De langetermijnverwachtingen met betrekking tot de verwachte rendementen van nieuwe kapitaalgoederen zijn inderdaad zeer onstabiel en onzeker. De trend in het verleden kan niet dienen als een perfecte en volledig betrouwbare gids voor toekomstige trends. De verre toekomst is nooit duidelijk voorzien; het is altijd onzeker. Langetermijnverwachtingen worden dus gekenmerkt door een grotere mate van onzekerheid dan kortetermijnverwachtingen.

Langetermijnverwachtingen zijn dus belangrijker dan kortetermijnverwachtingen bij het verklaren van fluctuaties in totale investeringen en het niveau van werkgelegenheid in een economie.

Ze worden beïnvloed door een aantal economische, politieke en technologische overwegingen, zoals:

(a) Gebrek aan een nauwkeurig idee over de levensduur van een kapitaalgoed om de verwachte opbrengst nauwkeurig in te schatten.

(b) Het onvermogen om de afschrijvings- en onderhoudskosten van een kapitaalgoed te beoordelen, en gelet op de constante veranderingen die voortkomen uit de technologische vooruitgang in een dynamische economie, is de kans groot dat het huidige kapitaalgoed overbodig wordt.

(c) Veranderingen in belastingen.

(d) Politieke instabiliteit van de overheid.
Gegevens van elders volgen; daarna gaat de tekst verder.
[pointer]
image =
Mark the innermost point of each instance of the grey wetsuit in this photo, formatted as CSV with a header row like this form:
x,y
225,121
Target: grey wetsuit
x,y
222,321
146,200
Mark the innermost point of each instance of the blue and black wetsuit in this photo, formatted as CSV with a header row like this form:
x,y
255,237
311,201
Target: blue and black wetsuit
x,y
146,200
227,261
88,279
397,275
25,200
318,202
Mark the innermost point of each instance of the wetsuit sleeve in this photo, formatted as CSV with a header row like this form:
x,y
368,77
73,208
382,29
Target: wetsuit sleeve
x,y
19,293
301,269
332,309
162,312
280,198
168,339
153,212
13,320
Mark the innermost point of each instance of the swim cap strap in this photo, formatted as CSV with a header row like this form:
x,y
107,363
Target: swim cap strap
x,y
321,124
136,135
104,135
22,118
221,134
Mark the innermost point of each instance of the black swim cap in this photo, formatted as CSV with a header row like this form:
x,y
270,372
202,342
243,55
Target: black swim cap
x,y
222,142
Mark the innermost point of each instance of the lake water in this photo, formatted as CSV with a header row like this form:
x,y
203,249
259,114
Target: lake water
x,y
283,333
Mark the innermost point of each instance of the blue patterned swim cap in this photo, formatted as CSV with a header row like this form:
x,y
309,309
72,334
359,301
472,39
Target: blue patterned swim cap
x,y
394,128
Het hele proces van het evalueren van langetermijnverwachtingen en hun invloed op toekomstige rendementen van kapitaalgoederen is zeer complex.

Dit is de reden waarom Keynes stelde dat zakelijke langetermijnverwachtingen meestal gebaseerd zijn op de staat van vertrouwen op basis waarvan een prognose kan worden gemaakt. Maar de staat van vertrouwen zelf heeft geen vaste basis; het hangt af van massapsychologie - optimisme of pessimisme - van zakenlieden in het algemeen.

Keynes wijst erop dat die noteringen op de beurs van bestaande aandelen kunnen dienen als een handleiding voor ondernemers bij het berekenen van de verwachte rendementen van verwachte activa. Beursnoteringen vertegenwoordigen de huidige waardering van eerdere investeringen.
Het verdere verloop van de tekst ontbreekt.